On-Prem Deployment Guide
This guide describes how to deploy the On-Premise version of [Ai]levate Revenue Recovery, where customers host and operate both the Database Storage Layer and the AI Compute Layer while [Ai]levate manages the Cloud Services Layer.
This guide describes how to deploy the On-Premise version of [Ai]levate Revenue Recovery, where customers take responsibility for hosting and operating both the Database Storage Layer (Elastic datastore) and the AI Compute Layer (Tenstorrent AI Warehouse). [Ai]levate continues to manage the Cloud Services Layer, providing orchestration, workflow management, authentication, and application delivery. The Relay Service Layer remains customer-hosted and is used to securely connect the customer’s EHR datastore to the platform.
Introduction
The On-Premise model is designed for organizations with strict data residency, sovereignty, or infrastructure control requirements, giving them full ownership of compute and storage, while still benefiting from [Ai]levate’s managed SaaS orchestration layer.
General Approach
In the On-Premise model, customers deploy and manage their own Elastic datastore and AI Warehouse hardware, which serve as the backbone of the platform’s storage and compute layers. These components must be provisioned, secured, patched, and scaled by the customer, while [Ai]levate connects to them through secure service connections. Unlike the SaaS model, the AI Warehouse and datastore require inbound connectivity, meaning customers must configure firewall rules, certificates, and access policies to allow [Ai]levate services to interact with these systems.

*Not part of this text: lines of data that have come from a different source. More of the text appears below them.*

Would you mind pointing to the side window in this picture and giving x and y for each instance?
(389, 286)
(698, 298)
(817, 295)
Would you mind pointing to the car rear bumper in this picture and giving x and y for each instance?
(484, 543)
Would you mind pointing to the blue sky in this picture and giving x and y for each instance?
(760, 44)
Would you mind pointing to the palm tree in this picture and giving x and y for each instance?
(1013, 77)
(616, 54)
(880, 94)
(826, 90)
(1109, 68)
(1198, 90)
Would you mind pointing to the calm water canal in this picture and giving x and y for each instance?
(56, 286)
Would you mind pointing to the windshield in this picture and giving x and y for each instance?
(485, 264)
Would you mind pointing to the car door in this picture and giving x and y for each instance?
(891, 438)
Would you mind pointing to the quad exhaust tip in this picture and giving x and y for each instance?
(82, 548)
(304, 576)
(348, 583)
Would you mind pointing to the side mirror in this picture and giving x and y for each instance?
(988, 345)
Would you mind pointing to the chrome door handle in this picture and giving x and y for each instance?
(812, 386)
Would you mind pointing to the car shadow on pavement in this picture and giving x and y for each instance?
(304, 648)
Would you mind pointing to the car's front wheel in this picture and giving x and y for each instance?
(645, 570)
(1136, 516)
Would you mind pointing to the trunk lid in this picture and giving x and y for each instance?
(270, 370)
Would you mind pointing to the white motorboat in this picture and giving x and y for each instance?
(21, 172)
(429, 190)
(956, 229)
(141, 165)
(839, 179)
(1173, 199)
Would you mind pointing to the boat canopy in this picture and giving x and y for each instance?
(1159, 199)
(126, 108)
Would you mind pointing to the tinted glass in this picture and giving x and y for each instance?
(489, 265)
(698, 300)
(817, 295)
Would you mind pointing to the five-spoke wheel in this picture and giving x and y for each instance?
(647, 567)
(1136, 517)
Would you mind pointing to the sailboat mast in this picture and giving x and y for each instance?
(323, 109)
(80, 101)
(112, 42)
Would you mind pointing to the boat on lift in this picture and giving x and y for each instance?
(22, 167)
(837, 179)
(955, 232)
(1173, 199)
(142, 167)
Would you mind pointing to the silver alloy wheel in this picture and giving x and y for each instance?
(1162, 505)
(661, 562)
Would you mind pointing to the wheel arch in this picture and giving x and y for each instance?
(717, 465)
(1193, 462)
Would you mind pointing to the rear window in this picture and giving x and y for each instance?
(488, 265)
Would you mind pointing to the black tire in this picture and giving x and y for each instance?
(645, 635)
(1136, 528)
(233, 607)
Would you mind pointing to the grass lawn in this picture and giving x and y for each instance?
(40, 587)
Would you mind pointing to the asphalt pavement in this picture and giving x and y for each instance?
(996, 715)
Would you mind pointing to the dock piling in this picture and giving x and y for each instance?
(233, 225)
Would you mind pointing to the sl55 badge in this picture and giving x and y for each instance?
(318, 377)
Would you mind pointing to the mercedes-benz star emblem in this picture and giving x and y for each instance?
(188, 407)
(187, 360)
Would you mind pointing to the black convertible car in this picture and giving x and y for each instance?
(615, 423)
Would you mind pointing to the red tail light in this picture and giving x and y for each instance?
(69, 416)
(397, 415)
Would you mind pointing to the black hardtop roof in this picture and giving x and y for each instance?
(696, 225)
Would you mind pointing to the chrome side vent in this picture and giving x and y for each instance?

The Relay Service Layer remains outbound-only, providing secure connectivity between the EHR system and [Ai]levate’s Cloud Services. This hybrid model enables customers to retain full control of infrastructure while relying on [Ai]levate for orchestration, governance, and compliance enforcement at the cloud layer.
Deployment overview
The On-Prem deployment of [Ai]levate Revenue Recovery is a joint operation between the customer and [Ai]levate. The customer provisions and secures all infrastructure components — Elastic datastore, AI Warehouse, and Relay VM — ensuring that each is reachable and properly configured. Once prerequisites are in place, [Ai]levate engineers onboard the Relay, validate inbound connections to Elastic and the AI Warehouse, and configure the Cloud Services Layer to orchestrate workflows across the customer environment. The process is deliberately staged to minimize disruption, with clear validation checkpoints at each step before moving to production.
sequenceDiagram
participant C as Customer SysAdmin
participant E as "[Ai]levate Engineer"
participant R as Relay VM
participant SQL as EHR Datastore
participant ES as Elastic Datastore (On-Prem)
participant AI as AI Warehouse (vLLM API)
participant CS as "[Ai]levate Cloud Services"
%% Preparation
Note over C: Preparation Phase
C->>C: Provision Elastic, AI Warehouse, Relay VM
C->>SQL: Validate SQL connectivity (TCP 1433)
C->>ES: Enable TLS & access policies
C->>AI: Expose vLLM API securely
%% Deployment
Note over E,R: Deployment Phase
E->>R: Onboard Relay VM (Azure Arc, tunnel, proxy)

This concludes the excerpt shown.